With respect to substance, Veeva argues that it is unable to understand each source's identity from the charts provided by IQVIA. With respect to the HCRS chart, Veeva argues that many entries convey no meaningful information. Veeva does not believe it should be left guessing as to the entries. Second, Veeva argues that IQVIA cannot list itself as the source of data instead of listing the external "vendors" who are the real source. Veeva argues that a source is plainly external to IQVIA, not the people at IQVIA who receive the data from external sources. Veeva does not want IQVIA to identify every hospital or doctor an IQVIA data steward has ever called but it argues there is no reason IQVIA cannot describe the sources to which its primary research sources look, in a categorical manner. Veeva also argues that IQVIA's sub-national information source list is deficient.
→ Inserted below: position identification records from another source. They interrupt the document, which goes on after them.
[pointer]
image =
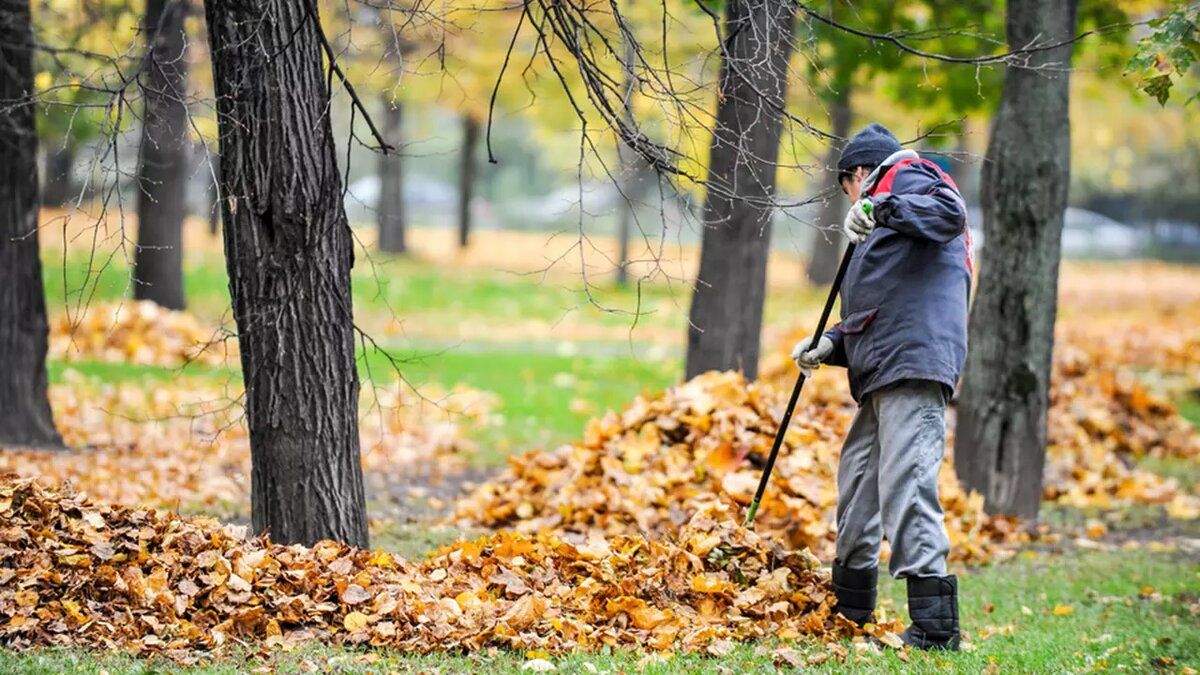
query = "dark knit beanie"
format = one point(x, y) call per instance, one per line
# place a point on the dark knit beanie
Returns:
point(868, 148)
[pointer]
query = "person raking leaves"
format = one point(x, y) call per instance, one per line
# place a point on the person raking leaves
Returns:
point(903, 339)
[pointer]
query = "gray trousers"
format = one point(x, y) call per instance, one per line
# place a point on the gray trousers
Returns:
point(887, 481)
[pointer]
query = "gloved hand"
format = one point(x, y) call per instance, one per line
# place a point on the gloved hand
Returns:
point(808, 357)
point(859, 221)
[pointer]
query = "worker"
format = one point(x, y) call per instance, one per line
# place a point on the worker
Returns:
point(903, 338)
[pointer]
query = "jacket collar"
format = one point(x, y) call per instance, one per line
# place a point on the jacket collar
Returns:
point(880, 171)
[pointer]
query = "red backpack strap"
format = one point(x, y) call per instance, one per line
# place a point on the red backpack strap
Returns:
point(883, 186)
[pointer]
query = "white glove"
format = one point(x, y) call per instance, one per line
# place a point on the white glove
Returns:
point(859, 221)
point(809, 358)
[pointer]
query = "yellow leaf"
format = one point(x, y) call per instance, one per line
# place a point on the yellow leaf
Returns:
point(355, 621)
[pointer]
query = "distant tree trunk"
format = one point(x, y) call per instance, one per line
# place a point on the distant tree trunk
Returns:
point(636, 175)
point(391, 184)
point(289, 251)
point(59, 186)
point(827, 239)
point(25, 417)
point(727, 300)
point(964, 169)
point(163, 161)
point(1002, 411)
point(467, 178)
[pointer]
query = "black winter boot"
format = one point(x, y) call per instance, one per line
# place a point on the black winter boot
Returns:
point(855, 590)
point(934, 610)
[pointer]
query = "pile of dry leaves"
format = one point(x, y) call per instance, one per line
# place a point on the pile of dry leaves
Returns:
point(646, 471)
point(76, 572)
point(185, 444)
point(139, 332)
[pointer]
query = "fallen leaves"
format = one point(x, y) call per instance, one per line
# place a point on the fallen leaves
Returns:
point(178, 584)
point(186, 444)
point(139, 332)
point(664, 458)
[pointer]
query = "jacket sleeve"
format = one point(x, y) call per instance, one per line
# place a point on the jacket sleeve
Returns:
point(839, 348)
point(922, 204)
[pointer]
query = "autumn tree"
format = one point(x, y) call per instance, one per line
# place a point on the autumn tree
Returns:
point(727, 300)
point(838, 63)
point(163, 157)
point(25, 417)
point(288, 250)
point(1001, 437)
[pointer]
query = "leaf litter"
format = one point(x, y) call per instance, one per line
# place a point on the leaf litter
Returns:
point(88, 573)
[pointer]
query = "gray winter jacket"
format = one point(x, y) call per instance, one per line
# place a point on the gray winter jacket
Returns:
point(904, 299)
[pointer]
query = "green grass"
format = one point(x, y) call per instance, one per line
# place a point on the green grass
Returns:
point(545, 399)
point(1189, 407)
point(1110, 627)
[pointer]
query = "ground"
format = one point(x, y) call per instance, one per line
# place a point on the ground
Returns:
point(555, 359)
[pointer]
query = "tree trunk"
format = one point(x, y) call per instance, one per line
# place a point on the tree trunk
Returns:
point(59, 186)
point(467, 178)
point(635, 174)
point(289, 251)
point(391, 184)
point(25, 417)
point(727, 300)
point(1002, 411)
point(964, 169)
point(828, 243)
point(163, 159)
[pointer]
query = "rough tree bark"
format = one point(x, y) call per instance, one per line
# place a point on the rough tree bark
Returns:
point(1002, 411)
point(163, 159)
point(467, 178)
point(289, 251)
point(25, 417)
point(726, 306)
point(827, 239)
point(391, 183)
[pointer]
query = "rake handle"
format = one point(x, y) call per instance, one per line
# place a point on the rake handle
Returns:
point(796, 390)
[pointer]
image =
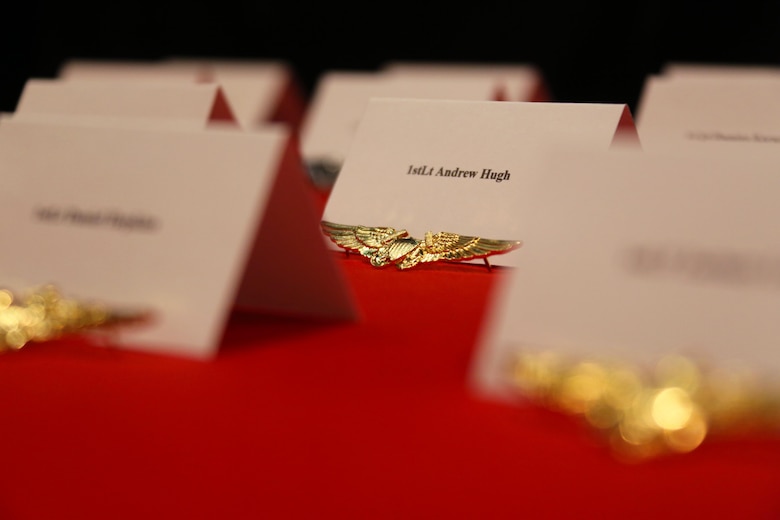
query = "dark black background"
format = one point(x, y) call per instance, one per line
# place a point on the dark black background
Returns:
point(587, 51)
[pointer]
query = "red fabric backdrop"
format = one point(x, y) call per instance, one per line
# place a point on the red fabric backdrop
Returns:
point(298, 419)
It argues that many of the entries are meaningless because they do not identify a cognizable source of data. Veeva further argues that it cannot determine what IQVIA data products are linked to any of these sources.
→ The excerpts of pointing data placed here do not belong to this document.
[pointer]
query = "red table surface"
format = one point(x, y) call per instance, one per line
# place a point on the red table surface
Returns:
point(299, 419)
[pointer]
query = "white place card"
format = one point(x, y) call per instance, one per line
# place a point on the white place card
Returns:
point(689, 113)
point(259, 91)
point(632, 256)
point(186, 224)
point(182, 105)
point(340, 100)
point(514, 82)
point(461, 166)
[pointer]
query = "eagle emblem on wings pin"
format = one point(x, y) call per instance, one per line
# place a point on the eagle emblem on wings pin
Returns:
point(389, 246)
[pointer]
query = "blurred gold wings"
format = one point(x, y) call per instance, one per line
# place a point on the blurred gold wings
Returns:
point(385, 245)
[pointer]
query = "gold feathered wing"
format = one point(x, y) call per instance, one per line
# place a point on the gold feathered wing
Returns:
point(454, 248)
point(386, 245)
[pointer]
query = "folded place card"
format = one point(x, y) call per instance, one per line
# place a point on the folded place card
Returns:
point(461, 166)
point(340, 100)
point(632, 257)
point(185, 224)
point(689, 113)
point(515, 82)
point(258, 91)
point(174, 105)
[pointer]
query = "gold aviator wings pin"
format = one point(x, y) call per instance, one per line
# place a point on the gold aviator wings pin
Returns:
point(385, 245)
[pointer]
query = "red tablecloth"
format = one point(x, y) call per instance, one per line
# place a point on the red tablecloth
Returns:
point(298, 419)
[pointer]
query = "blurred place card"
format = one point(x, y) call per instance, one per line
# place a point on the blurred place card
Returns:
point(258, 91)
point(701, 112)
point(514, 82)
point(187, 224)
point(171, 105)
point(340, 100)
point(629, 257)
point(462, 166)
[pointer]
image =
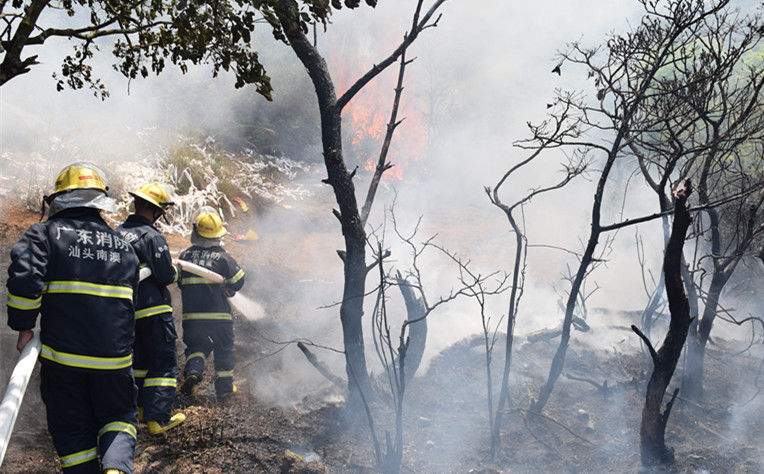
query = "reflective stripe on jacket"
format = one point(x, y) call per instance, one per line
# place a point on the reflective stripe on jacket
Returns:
point(152, 250)
point(203, 300)
point(80, 276)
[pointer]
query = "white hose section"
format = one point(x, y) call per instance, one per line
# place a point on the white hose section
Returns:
point(22, 372)
point(14, 392)
point(197, 270)
point(17, 385)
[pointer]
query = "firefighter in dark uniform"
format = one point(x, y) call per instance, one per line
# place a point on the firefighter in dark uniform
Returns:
point(155, 365)
point(80, 276)
point(207, 320)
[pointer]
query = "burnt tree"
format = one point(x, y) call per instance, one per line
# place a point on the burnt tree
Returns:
point(626, 73)
point(707, 129)
point(287, 19)
point(652, 432)
point(559, 127)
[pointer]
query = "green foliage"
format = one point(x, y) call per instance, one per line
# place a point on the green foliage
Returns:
point(148, 34)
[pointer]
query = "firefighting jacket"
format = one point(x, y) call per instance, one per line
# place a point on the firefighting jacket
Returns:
point(80, 276)
point(203, 300)
point(151, 247)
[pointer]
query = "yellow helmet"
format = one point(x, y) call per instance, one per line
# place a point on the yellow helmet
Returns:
point(208, 224)
point(80, 175)
point(154, 193)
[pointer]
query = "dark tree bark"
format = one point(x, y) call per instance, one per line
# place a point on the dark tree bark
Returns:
point(653, 427)
point(12, 64)
point(340, 178)
point(341, 181)
point(415, 311)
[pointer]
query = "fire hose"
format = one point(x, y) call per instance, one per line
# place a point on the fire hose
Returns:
point(22, 372)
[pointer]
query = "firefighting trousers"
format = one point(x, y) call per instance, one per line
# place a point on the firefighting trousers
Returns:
point(155, 366)
point(91, 417)
point(205, 337)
IQVIA argues that Interrogatory No. 15 did not ask for the level of detail Veeva is requesting. IQVIA argues that it produced over 1 million sources and outlets from which IQVIA sources its data. IQVIA argues that it should not be forced to answer additional burdensome questions relating to each of the million sources it produced. IQVIA explains that it listed itself as a source because data is often sourced through primary research, such as phone calls or desk research, conducted by IQVIA data stewards. IQVIA argues that Veeva's request for a list of websites its data stewards use is information that was not originally requested and not the subject of the prior Order. Moreover, IQVIA argues that most of the sources it listed are easily discernable by their names. IQVIA argues that any follow up questions or clarifications Veeva may have are best reserved for depositions. IQVIA further asserts that Veeva can produce no explanation as to why it requires additional information on IQVIA's sources. IQVIA maintains that the sources and additional questions will do nothing to advance Veeva's defenses or defeat IQVIA's trade secret claim as to this information. IQVIA asserts that its trade secrets are not just the "ingredients" that it uses to create its Healthcare Professional Data, but also the proprietary process it employs to extract, organize, link, and prioritize data sources.
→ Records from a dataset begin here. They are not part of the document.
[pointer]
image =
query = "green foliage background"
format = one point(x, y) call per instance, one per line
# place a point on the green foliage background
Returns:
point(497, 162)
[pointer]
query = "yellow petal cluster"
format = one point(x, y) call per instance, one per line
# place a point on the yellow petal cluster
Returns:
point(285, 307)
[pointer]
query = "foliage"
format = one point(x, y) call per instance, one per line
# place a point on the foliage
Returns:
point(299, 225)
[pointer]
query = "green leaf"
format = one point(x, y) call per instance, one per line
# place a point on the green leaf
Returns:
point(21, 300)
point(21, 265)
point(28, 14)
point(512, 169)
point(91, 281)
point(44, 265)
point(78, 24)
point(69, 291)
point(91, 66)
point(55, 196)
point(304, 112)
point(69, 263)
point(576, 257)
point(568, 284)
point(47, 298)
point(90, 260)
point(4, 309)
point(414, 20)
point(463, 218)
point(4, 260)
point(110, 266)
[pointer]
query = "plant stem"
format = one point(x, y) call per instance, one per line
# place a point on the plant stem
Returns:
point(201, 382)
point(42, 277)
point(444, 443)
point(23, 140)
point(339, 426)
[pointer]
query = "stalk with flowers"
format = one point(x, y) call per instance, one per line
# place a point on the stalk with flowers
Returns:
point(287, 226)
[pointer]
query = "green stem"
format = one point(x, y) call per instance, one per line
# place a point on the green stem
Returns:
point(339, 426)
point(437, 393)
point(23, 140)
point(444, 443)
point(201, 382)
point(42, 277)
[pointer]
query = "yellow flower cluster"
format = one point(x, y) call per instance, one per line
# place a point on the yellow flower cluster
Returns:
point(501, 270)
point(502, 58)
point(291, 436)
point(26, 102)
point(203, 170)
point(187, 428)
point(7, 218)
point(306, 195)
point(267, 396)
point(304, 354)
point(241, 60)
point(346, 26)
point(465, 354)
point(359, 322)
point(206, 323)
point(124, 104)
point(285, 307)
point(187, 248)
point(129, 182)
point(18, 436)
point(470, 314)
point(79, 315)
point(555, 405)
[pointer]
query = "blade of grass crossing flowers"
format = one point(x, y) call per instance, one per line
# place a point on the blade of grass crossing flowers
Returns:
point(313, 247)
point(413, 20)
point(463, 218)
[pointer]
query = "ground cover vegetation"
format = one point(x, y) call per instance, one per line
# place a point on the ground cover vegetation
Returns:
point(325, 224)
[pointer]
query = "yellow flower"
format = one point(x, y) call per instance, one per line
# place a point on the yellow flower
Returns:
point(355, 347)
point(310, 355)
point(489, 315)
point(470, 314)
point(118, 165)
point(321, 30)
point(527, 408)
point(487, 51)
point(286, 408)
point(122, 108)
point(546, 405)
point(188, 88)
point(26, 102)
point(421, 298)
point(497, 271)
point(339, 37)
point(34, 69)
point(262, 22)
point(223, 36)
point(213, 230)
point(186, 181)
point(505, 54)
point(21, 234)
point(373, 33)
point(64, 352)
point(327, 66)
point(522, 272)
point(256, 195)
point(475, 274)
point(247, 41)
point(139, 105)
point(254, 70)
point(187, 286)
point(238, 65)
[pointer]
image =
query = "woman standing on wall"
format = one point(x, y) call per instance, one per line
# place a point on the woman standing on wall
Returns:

In the Special Master's May 8, 2018 Order, IQVIA was ordered to identify the specific sources which IQVIA acquired, received or obtained the information that it utilized when creating its Market Research Offerings which it provided to Shire. IQVIA has produced a list of sources by exporting this information directly from IQVIA's proprietary database within which IQVIA maintains a record of its sources. The Special Master believes IQVIA has appropriately responded to Interrogatory No. 15. However, this does not preclude Veeva from exploring additional information with respect to these sources through supplemental discovery and depositions.